The remaining   two cases were dealt with but we still managed to end the session ten minutes over time.   This is the reality of a typical sitting in an English court.  There are of course the usual squeals of budgets having been cut by 23% since 2010 and consequent staff reductions of c 10%.  For these reasons it surely behoves management to utilise staff to maximum effect.  Grayling has insisted,  at least in the civil courts, that the courts in his perverse thinking  must pay their way like any other business.  He seems to overlook the fact that no business on earth would allow the mismanagement that occurs behind the scenes of my court or presumably any other.

Tuesday 30 September 2014

MORE NUMBERS



Is knife offending increasing or decreasing?  What proportion of such offending relates to youth? Is the rate of custodial sentencing for knife offences increasing or not?  All these questions and others related are here for your perusal courtesy of the Ministry of Justice.

Monday 29 September 2014

POLITICAL PAGE FILLER



Perhaps because I am alert to the activities of our esteemed Justice Secretary and ignore the efforts of his colleagues to secure favourable press and media coverage that I find this snippet from the BuryTimes quite nauseating.  This politician has done more than any of his predecessors to reduce the role and effectivity   of our so called local system of summary justice.   His visit to the constituency of a sycophantic colleague ostensibly in connection with magistrates` courts has, surprise surprise, no comment by or inclusion of a local J.P.  They probably had no knowledge of this publicity stunt probably arranged by the local Tories in collusion with the first non lawyer Lord Chancellor.  We can expect more of this sort of page filler as May approaches.

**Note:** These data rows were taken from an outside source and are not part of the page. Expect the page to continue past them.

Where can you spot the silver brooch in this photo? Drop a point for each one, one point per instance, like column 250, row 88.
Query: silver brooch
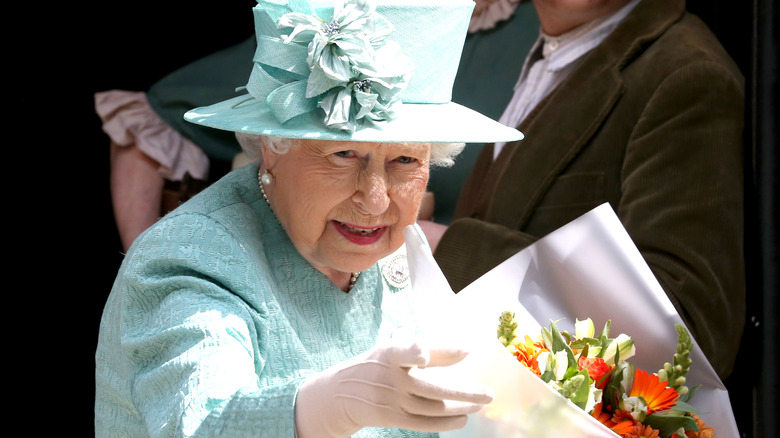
column 396, row 271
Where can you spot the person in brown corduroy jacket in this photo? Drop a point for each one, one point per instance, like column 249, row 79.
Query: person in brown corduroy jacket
column 650, row 121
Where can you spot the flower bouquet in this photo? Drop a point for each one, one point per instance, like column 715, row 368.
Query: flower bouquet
column 588, row 267
column 594, row 373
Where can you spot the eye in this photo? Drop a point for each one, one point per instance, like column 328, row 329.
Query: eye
column 345, row 154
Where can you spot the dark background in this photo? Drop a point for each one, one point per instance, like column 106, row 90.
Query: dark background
column 66, row 254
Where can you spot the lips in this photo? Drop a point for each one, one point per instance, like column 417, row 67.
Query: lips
column 360, row 235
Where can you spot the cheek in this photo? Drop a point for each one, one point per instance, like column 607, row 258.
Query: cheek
column 408, row 196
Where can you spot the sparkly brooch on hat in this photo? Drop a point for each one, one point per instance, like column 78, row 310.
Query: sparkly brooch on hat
column 353, row 72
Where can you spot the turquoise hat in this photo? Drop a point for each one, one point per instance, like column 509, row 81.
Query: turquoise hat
column 356, row 70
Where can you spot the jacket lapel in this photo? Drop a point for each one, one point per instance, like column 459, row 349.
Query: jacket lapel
column 564, row 123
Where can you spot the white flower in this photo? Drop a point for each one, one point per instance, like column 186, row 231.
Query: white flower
column 584, row 329
column 622, row 343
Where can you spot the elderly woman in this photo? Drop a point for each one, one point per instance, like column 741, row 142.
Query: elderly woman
column 277, row 302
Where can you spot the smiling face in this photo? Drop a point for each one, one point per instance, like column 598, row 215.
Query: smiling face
column 345, row 204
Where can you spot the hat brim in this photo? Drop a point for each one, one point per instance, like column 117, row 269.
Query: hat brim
column 415, row 123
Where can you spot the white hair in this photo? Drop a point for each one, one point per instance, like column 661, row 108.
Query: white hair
column 442, row 154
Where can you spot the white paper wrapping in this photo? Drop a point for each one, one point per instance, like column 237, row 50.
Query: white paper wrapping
column 589, row 268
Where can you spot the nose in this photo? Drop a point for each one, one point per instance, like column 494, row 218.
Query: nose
column 372, row 195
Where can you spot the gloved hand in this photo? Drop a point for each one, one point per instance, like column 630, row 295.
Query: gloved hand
column 386, row 387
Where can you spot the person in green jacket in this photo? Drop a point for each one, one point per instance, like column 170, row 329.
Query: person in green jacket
column 277, row 302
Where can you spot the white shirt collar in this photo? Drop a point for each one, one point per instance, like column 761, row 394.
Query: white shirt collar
column 564, row 49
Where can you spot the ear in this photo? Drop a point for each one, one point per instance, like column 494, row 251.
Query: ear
column 270, row 157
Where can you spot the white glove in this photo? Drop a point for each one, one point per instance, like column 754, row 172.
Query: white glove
column 385, row 387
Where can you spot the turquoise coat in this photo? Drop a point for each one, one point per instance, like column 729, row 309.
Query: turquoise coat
column 215, row 320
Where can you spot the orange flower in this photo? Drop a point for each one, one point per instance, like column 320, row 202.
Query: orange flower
column 527, row 353
column 597, row 369
column 619, row 427
column 704, row 431
column 655, row 393
column 642, row 431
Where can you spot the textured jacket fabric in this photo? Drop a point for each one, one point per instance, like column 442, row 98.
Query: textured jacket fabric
column 215, row 320
column 651, row 121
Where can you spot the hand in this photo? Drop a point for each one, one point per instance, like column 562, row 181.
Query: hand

Thursday 25 September 2014

MALADMINISTRATION IN MAGISTRATES` COURTS



It is my opinion that maladministration in my court has increased measurably since 2012 and substantially since HMCS took over from the days of magistrates` courts` committees.  The latest figures from the Ministry of Justice on ineffective trials add more weight to that opinion. In 2013  there were 155,087 trials in magistrates` courts of which 27,247  (17.6%) were ineffective.  Of these ineffective trials  7,640 were owing to court maladministration; i.e. just under 5%  of the total trials  and 28% of the ineffective trials.    The 2nd quarter of this year shows that that  last number has risen to 29% and 18% of the total number of trials were ineffective.  In other words the problem is becoming worse.  I wonder if Chris Grayling will be braying about this most obvious indicator of his ability to undermine our justice system in magistrates` courts.  He will of course argue that the numbers are marginally better than 2006 before staff numbers in the courts and the CPS were decimated by the current administration.  Just how far he is prepared to go is indicated every day  by what he has done and is doing  to the probation service and our system of legal aid.